Popes can be mistaken. Is that shocking? Infallible statements are rare. Pope John Paul II, when confronted with evidence of homosexuality and sexual abuse in the Church, did not believe it. To be fair, such accusations were used by the Communists to discredit their enemies, and he was certainly familiar with the pattern of trumped-up charges. He was also mistaken about Marcial Maciel, whom he continued to welcome at the Vatican long after red flags were first raised. Pope are human. They can be mistaken.
The coddling of Queer Clergy has led to the destruction of the Faith of who-knows-how-many young adolescent males and has cost the Church over a Billion dollars and still the Catholic Church refuses to refuse sodomites admittance to its Seminaries guaranteeing a future filled with more sex crimes committed by Queer Clergy against young male souls whose lives will be ruined.
If one wanted to destroy the Faith of young males, cultivating queer clergy would be among the most destructive of ways to do that.
The Church has been feminised and homosexualised to near extinction and yet the real problem is the SSPX.
Dear JFM. The V2 church does more than shock; it errs in what it promotes as orthodox teaching.
The Catholic Catechism gives scandal.
I have been writing about that ever since it was officially promulgated but I never get a serious rely when I send my objections to others. My objections are routinely gainsaid - if they are ever responded to at all.
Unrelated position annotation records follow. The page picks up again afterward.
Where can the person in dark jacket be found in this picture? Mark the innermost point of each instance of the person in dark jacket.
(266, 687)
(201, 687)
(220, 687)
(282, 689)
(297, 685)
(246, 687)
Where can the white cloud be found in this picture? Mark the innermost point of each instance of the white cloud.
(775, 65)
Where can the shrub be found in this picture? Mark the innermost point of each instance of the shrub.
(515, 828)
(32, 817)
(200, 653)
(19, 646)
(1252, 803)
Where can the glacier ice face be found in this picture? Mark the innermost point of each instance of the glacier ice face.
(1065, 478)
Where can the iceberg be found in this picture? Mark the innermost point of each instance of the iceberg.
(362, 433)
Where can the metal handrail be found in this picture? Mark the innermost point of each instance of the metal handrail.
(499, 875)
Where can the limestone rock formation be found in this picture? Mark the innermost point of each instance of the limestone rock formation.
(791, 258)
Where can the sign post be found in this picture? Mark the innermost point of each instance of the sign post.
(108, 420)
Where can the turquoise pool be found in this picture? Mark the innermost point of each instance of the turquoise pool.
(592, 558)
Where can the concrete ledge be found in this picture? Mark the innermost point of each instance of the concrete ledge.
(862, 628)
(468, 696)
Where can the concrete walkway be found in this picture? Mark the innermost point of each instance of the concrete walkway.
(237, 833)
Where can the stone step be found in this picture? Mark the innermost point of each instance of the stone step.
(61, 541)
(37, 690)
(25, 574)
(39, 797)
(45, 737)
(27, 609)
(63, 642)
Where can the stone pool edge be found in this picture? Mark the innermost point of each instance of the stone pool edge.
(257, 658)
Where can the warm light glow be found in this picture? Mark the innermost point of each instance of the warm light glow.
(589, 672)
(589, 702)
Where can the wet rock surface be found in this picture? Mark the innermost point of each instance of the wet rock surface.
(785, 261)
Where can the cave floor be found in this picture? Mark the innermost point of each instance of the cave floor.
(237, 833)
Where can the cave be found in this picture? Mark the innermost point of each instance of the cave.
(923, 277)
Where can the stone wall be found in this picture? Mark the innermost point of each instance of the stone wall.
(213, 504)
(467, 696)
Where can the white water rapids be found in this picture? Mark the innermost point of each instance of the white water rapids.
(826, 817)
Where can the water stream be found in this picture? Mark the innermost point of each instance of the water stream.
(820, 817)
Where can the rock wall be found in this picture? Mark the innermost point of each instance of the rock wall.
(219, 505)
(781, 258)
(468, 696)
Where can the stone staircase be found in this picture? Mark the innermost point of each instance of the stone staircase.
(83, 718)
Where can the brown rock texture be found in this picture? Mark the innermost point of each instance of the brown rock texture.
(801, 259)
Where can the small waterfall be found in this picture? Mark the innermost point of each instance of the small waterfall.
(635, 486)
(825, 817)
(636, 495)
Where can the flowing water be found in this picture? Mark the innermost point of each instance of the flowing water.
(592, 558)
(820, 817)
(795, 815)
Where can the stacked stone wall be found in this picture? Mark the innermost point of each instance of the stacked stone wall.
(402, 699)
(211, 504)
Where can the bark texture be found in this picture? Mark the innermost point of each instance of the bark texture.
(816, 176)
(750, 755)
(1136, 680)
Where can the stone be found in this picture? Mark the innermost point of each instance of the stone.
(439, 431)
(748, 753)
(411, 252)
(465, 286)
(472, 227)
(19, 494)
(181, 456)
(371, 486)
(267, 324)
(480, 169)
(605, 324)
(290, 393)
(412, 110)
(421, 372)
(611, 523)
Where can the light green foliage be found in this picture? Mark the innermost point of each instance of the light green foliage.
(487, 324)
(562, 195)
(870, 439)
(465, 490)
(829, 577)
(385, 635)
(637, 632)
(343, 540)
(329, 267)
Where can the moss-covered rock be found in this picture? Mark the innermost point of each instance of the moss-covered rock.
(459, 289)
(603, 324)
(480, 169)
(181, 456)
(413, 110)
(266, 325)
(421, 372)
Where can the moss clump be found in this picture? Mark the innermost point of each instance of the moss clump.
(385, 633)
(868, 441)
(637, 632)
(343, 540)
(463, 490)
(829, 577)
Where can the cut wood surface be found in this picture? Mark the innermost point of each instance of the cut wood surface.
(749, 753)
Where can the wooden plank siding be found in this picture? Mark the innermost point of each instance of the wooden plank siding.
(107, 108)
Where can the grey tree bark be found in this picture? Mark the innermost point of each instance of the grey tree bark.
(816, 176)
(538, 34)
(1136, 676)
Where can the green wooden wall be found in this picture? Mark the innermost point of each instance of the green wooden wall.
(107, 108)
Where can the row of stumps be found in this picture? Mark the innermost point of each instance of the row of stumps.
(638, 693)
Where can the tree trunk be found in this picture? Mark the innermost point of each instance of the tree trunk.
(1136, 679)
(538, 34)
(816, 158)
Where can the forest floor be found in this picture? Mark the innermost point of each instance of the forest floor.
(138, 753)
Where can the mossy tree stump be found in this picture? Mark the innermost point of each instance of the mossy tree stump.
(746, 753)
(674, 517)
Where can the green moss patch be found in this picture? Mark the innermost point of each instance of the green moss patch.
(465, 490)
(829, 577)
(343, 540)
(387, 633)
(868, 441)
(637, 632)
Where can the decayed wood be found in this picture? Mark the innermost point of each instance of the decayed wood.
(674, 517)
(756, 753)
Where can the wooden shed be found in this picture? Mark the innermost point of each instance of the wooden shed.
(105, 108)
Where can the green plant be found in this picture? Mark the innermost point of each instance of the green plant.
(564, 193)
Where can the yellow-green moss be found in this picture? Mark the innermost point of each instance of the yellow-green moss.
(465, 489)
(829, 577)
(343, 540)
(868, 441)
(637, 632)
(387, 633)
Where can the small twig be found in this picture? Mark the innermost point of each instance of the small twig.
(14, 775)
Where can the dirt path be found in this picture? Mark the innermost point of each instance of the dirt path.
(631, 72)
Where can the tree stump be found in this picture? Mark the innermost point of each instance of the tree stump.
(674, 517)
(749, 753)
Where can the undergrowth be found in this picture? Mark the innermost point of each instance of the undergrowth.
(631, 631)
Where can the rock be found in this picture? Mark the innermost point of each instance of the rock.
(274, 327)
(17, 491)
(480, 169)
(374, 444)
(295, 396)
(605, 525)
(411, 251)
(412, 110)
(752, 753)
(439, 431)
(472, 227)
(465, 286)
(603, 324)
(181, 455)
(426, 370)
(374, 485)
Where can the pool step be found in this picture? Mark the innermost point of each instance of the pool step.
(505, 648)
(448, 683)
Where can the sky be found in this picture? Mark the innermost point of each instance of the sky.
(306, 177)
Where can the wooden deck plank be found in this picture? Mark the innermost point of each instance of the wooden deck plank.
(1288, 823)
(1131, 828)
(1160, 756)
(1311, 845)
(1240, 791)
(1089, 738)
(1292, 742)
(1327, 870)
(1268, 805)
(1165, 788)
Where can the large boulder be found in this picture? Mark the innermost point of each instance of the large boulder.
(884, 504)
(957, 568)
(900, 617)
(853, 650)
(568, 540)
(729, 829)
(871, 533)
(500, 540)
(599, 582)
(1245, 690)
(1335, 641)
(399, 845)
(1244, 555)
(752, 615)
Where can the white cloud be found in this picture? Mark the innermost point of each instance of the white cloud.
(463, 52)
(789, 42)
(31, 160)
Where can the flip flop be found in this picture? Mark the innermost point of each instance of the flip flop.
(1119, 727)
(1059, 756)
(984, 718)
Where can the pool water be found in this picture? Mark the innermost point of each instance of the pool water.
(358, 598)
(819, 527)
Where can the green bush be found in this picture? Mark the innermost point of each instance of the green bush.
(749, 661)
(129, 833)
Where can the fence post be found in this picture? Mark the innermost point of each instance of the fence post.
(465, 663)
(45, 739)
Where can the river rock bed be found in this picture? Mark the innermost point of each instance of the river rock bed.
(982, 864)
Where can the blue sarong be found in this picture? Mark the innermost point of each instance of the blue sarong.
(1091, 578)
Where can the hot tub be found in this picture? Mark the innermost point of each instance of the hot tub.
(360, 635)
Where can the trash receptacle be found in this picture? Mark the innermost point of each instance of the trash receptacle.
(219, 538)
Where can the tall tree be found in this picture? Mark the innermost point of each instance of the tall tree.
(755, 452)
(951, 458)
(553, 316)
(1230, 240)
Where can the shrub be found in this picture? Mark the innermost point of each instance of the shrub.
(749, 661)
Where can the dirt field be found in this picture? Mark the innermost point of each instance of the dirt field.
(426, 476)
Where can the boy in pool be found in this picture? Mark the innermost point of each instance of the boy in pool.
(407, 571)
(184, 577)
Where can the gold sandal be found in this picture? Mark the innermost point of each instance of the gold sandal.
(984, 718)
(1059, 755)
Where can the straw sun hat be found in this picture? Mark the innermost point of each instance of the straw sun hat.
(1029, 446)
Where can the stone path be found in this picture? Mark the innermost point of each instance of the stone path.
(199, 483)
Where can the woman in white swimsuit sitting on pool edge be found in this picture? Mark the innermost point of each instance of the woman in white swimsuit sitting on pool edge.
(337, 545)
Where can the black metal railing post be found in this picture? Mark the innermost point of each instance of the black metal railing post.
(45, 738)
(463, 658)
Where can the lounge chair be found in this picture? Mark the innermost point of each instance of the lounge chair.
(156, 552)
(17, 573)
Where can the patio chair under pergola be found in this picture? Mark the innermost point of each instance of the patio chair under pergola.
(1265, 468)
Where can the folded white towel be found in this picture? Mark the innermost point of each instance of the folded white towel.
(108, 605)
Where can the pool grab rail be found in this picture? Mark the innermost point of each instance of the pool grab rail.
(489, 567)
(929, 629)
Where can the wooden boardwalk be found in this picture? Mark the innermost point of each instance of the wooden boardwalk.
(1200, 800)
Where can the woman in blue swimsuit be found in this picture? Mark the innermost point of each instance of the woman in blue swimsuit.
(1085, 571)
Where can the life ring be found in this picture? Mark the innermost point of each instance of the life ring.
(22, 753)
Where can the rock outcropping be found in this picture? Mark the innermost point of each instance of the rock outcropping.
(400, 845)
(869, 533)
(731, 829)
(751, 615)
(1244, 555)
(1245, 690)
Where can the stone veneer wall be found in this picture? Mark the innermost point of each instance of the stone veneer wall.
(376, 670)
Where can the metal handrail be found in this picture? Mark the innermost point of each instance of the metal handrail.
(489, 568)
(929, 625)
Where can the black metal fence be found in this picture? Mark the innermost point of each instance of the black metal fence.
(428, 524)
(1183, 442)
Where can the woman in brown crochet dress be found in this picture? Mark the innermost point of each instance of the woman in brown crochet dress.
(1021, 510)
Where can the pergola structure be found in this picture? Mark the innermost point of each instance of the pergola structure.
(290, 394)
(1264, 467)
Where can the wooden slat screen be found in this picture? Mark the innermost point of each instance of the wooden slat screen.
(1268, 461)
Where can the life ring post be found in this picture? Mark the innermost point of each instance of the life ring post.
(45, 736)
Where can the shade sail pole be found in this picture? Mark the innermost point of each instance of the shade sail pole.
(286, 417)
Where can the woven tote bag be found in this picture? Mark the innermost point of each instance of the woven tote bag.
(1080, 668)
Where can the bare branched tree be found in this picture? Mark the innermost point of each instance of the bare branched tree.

Several months ago I sent an email to my Bishop and received no reply.
C'est la vie.
The V2 Catholic Catechism is the first in history to identify one person as one who gives scandal and the same Catechism teaches that one who gives scandal commits a grave fault.
And who is that person it has, for the first time in history, singled-out as one who gave scandal?
It is the Divine Person, Jesus Christ. He is singled-out, twice, for that grave fault.
I wrote about it on my crummy blog:
http://tinyurl.com/7flszxf
But, so what? So what if our Catholic Catechism singles-out Jesus as giving scandal - two times?